L’uomo libero dà significato allo strumento, non il contrario o meglio ancora l’uomo libero sceglie di significar se stesso come suo strumento: allora non farti connettere, piuttosto connetti… perché tu sei la connessione stessa, niente di più semplice da capire.


HECHIZO  VP

NOTE

[1] Notare come l’  “uso” che si fa di una cosa possa diventare abito, appunto “uso” nel senso di costume o modo di vivere che già può definirsi “abuso” in una crasi fatale tra abitudine e uso.

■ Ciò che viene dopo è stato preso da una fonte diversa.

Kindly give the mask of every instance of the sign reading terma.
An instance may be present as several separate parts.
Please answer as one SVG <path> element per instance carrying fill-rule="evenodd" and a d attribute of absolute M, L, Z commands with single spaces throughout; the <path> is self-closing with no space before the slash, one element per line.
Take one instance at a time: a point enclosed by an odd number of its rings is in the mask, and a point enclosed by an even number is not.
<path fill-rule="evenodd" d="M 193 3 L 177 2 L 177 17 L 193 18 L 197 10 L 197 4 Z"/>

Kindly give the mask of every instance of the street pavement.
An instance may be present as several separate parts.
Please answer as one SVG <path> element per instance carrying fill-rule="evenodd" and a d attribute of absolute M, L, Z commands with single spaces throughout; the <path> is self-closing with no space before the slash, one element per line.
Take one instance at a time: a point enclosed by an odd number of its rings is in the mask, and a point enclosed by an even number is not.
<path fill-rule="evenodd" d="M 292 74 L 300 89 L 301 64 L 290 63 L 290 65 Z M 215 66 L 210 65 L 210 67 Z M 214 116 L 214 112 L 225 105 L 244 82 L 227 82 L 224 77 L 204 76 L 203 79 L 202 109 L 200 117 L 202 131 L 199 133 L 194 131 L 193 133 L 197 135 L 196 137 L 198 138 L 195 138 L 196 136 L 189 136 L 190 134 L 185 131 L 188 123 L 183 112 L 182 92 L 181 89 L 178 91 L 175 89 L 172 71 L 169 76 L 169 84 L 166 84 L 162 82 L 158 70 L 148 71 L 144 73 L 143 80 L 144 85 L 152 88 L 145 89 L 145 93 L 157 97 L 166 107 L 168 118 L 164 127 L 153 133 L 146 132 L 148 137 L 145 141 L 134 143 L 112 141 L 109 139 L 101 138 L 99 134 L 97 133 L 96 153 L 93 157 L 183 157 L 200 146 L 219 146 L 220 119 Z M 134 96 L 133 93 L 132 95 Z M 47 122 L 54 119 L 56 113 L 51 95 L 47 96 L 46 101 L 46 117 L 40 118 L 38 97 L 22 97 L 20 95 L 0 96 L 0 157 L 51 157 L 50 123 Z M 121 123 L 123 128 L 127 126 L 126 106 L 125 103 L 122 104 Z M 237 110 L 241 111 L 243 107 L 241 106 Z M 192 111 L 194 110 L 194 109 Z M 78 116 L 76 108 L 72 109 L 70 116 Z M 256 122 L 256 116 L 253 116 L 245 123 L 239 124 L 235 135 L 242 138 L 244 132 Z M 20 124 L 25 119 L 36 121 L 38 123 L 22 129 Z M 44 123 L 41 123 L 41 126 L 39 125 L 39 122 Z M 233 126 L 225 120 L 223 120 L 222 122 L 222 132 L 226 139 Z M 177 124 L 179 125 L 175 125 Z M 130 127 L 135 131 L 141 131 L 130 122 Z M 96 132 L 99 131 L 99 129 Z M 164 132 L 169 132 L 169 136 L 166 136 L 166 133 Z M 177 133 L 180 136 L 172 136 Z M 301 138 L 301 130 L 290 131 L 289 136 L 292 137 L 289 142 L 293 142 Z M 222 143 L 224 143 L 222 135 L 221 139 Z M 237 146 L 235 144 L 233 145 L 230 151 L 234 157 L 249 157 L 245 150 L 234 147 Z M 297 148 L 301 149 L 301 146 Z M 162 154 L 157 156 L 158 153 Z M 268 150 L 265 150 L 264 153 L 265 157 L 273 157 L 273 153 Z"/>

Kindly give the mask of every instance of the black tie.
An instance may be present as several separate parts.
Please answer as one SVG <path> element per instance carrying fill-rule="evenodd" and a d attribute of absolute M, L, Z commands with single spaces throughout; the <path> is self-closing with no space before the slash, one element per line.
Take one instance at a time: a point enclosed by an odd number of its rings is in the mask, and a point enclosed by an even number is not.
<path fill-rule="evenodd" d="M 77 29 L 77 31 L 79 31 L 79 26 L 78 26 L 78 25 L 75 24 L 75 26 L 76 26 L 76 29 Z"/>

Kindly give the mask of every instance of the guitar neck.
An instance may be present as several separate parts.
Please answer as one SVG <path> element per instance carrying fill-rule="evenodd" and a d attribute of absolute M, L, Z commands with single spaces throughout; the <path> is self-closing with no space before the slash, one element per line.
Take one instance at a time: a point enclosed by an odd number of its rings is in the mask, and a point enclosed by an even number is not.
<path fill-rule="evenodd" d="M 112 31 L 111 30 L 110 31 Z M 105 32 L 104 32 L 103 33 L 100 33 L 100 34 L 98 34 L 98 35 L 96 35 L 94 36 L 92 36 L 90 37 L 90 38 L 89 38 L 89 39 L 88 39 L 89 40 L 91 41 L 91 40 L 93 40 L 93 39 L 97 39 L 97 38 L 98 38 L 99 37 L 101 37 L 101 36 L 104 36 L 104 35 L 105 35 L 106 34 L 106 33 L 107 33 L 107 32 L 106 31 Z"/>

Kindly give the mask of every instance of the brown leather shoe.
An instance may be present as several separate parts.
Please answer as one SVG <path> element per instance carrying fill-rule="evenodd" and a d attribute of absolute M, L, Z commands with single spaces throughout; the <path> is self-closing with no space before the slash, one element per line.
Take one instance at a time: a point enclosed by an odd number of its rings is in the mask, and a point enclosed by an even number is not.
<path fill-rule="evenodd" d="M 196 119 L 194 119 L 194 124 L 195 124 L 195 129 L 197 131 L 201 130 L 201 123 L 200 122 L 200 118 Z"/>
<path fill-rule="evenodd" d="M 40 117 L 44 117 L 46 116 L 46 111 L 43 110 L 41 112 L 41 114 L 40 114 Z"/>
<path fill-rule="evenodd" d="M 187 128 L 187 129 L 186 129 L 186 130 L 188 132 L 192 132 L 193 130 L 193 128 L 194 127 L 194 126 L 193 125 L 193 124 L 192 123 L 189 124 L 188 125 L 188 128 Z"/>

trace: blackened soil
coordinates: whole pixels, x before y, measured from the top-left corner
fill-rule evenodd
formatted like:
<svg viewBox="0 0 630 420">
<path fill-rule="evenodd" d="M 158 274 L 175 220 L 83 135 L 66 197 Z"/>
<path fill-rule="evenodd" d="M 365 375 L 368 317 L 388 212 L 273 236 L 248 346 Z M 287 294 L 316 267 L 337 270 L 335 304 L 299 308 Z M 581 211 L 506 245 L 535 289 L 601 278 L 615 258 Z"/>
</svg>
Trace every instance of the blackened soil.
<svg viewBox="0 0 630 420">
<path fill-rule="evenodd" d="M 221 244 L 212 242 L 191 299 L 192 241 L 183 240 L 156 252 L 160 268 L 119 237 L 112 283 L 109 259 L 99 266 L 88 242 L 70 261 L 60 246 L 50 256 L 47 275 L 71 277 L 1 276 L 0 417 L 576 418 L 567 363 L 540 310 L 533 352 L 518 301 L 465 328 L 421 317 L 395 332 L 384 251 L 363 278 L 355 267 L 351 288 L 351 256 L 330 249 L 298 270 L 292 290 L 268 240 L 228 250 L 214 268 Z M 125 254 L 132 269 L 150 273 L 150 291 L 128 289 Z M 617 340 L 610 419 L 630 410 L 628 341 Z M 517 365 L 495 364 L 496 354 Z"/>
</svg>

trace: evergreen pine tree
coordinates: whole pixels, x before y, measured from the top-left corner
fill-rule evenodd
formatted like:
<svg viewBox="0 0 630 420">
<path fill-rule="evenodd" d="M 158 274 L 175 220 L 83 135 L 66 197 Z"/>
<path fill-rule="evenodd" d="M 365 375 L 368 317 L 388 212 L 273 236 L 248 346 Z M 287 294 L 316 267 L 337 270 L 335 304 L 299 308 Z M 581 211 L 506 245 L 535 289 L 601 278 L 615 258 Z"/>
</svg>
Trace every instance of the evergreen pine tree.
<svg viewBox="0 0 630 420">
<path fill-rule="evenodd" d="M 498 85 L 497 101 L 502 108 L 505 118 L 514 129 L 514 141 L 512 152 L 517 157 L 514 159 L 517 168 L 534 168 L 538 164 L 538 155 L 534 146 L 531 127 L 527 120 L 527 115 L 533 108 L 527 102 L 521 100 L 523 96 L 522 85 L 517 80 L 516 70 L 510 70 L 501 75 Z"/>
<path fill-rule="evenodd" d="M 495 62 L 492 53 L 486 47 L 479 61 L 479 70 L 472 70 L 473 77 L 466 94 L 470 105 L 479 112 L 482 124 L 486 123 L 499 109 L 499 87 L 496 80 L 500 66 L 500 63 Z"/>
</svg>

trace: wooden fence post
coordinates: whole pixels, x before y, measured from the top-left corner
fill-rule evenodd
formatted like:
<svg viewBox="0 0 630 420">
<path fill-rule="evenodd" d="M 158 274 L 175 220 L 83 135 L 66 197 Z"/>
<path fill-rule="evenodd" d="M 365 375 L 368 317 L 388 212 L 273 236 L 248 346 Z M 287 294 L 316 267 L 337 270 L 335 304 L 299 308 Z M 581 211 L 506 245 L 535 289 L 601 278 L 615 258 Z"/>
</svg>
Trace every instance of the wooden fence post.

[2] CON-NECTERE è “legare insieme”: come ci viene dal sanscrito lagh che è “legare” e proprio in modo stretto in quanto strettamente legato al gemello agh che è “stringere” per cui ciò che è collegato (CON-NEXUS) è anche costretto (CON-STRICTUS), forzatamente come conferma l’insofferenza inglese a ciò che è “strong”, forza che co-stringe a mo’ di corda (“string”) che lega… anche la “brexit” è questione di linguaggio.

[3] Lo “slogan” è l’antico “slogorne” ossia il grido di battaglia (dal gaelico sluagh-ghairm) dei clan irlandesi, dunque una sintesi linguistica per muovere l’intero clan a un’azione comune.

[4] La narrazione ha inizio nel sanscrito gnanam, “cognizione”: tutto ciò di cui hai cognizione è una narrazione, il NOSCERE latino che unito all’IGARE (“agire”) trasforma la conoscenza in azione; in inglese per esempio il raccontare “to tell” equivale al distinguere nel senso di porre in ordine le cose: nella narrazione in somma è la scintilla della creazione razionale così come offerta al nostro mondo cognitivo.

[5] Fra gli inganni del tempo parlato scopri che “prima” sin dal sanscrito e poi nel latino significa “in avanti” e in effetti, appena è detto, il “prima” si trasforma in “dopo”: il “prima” non esiste quanto il “dopo” e d’altronde chiediti quanti “prima” hai attraversato per trovarti nel “dopo” che è il tuo adesso? Niente paura dunque.